In his 1987 painting “While There Is Still Time Let’s Go Out and Feel Everything,” Paul Thek scrawls those words in looping light blue script over a darker blue punctuated by wavy lines. Because the words and the marks share an improvisational, finger-painted quality, they blend together and into the only slightly darker background. From a distance, the work looks like an abstract color-field of molted blue. Poet Cate Peebles uses the title of Thek’s painting as the epigraph to her debut collection, Thicket. It serves as a fitting introduction. Like the painting, these capacious poems are permeable, full of images of one self dissolving into another while immersing readers in a vibrant, sensual world.
Time overlaps, and the human and animal worlds merge. A couple stands “just where the starved wolves / of Paris were stoned & eviscerated for devouring / forty citizens in the winter of 1450.” Or a lonely guest crammed into the corner of a party melts inviting “an eventual cat,” which “will lap at you / from the puddle where you spilled.” While Peebles mostly uses conventional punctuation, she leaves off the final period in the majority of her poems. This creates a sense of perpetualness; each poem gestures toward or opens into the next.

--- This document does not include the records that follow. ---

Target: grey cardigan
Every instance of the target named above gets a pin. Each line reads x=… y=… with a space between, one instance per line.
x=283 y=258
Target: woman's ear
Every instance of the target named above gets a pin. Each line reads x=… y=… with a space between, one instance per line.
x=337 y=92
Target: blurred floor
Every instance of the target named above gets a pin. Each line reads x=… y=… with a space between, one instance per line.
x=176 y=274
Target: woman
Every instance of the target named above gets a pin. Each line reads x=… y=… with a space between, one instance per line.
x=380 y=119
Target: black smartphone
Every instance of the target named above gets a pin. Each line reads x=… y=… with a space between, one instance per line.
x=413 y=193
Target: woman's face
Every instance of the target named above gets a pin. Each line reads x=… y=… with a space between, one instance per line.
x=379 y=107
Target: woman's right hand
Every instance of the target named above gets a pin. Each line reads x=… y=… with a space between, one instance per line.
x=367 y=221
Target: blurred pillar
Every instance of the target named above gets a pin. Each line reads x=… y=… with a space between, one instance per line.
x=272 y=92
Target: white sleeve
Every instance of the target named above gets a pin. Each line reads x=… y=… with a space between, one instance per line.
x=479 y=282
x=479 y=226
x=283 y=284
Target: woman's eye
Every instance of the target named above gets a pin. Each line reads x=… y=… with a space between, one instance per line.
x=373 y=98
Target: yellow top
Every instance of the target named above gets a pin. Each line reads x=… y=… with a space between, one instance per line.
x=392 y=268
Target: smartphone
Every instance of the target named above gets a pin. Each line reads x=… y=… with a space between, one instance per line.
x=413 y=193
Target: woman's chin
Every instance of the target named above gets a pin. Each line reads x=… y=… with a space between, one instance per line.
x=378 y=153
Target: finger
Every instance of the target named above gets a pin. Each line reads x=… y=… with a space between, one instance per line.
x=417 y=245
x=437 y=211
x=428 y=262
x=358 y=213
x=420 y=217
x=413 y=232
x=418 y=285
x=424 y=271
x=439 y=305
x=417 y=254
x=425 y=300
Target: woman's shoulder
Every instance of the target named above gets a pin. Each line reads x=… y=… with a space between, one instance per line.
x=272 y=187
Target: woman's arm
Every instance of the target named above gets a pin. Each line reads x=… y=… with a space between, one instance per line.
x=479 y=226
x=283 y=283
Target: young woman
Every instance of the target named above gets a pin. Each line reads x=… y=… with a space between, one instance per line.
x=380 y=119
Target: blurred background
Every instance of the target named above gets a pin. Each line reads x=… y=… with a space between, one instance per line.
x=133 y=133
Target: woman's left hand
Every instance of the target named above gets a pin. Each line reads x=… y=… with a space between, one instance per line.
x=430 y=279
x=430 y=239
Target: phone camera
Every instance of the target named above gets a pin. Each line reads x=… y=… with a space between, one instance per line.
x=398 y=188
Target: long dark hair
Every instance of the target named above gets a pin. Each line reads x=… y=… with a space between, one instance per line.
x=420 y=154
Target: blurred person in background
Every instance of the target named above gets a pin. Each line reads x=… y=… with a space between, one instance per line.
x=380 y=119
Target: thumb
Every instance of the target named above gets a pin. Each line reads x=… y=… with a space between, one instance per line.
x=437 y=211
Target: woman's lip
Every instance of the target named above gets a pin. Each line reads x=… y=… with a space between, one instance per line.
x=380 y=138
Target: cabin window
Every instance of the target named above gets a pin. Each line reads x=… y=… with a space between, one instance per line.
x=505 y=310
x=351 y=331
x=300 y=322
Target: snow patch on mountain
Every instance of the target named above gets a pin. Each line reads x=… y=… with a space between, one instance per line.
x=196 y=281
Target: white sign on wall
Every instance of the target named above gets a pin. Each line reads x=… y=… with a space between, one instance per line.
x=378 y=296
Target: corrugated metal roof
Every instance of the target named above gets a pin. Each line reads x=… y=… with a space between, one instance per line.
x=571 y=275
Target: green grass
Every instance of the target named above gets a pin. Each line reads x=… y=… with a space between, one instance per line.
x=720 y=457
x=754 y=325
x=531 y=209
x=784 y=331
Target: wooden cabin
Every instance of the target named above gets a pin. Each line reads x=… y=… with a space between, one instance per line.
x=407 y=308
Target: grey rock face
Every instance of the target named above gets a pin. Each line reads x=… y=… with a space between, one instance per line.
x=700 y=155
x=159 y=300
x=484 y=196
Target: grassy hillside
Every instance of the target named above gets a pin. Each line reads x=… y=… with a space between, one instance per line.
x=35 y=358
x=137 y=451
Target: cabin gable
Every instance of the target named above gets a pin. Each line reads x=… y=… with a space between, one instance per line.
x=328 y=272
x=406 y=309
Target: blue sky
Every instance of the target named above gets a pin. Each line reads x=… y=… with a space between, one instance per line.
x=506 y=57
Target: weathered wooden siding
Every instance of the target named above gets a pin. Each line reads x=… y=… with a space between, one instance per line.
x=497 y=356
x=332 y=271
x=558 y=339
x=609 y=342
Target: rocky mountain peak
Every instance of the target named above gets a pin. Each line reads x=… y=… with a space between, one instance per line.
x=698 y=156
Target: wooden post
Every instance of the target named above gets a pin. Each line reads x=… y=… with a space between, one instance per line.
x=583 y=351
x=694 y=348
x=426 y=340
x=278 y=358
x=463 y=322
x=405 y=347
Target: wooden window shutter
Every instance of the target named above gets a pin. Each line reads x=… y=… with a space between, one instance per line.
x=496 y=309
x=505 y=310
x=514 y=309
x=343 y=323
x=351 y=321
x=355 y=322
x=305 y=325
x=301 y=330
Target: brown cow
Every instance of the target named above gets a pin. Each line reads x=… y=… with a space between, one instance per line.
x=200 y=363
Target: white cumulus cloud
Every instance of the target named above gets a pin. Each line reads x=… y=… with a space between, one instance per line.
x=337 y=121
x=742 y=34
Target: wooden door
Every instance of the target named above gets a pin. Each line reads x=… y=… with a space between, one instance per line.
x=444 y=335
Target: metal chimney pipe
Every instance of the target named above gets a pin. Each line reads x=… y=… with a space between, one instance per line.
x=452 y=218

The collection has an exhilarating immediacy. Much of it deals with the rush of emotions during the early stages of a new relationship. The speaker promises: “I will listen like an open wound.” With refreshing directness, Peebles writes, “I don’t know what you want / To do so badly with living / But I want to do it, too.”
While the poems' sentiments are directed outward with these declarations, form is tightly contained. This creates a compelling tension between the emotionality of the writing and the precision of the form. For example, the long poem at the center of the book “The Woodlands” is printed in a slender justified column. This forces the reader to slow down in order to navigate the syntax as rich images unspool down the slender column: “I’m all the branches sprawling underwater housing sea serpents & giant squid staring back up sending ripples over your eyes.” Often following the knotty sentences rewards the reader with moments of surprise. Peebles writes, “Something unsightly could happen here such as holding another human incredibly close &” Here, the ampersand holds out the tantalizing possibility of something else in the white space of the page.
In addition, the relationship between syntax and form creates a sense of caution as it forces the reader to carefully pick their way down the page. While at times, the speaker seems to be rushing headlong into experience, she is not without trepidation. She admits to “wishing to not want anything from anyone,” while desperately awaiting a phone call. She writes, “It’s hard to know a person & hard to be a person & harder yet to let a person see your wet eggshells.” There is something luscious about encountering these moments of candor, and Peebles strikes a difficult balance between the craftiness of her finely wrought sentences and the directness of some of her assertions.
She writes, “Finally I’m not trying to look cool or anything just dripping & wanting to unzip everything around you so it falls away succulent from the bone.” An aching tenderness emerges from this twining of difficulty and desire as people fumble for “actual grace.” This is found in the woodland a place of “infinite tender eyes.” In “The Woodlands,” Peebles evokes the landscape of Western Pennsylvania, teaming with raccoons, deer, and squirrels. She includes an alphabetical list cataloging the wildlife in that region, which consists mostly of small mammals like rodents and bats. Even though these animals are common, they are worthy of being mourned when found on the side of the road, “all the love that’s left suffocating fumes as it curls in my face.” Despite its messiness, death, and chaos, Peebles writes “with admiration / for the woodland.”
What makes this book such a compelling read is that it is difficult to pin down in terms of style or school. It is an intriguing mix of nature poetry, experimental writing, and the lyric. Peebles tries to characterize the wildlife of Western Pennsylvania while moments of everyday violence intrude with images of roadkill and the female-bodied speaker walking with her keys “used as fangs” as the warning systems “warn us not what’s coming but what’s already here.” Despite the dangers, the speaker keeps thrusting herself outward to run through the woods, fall in love, and search the sky for eagles. While she admits, “I am not painter & have zero idea where the green should go,” she resolves, “I’m painting a door for you to slam / wide open.” These poems are that door flung open to “All that’s left / . . . everything, everywhere.”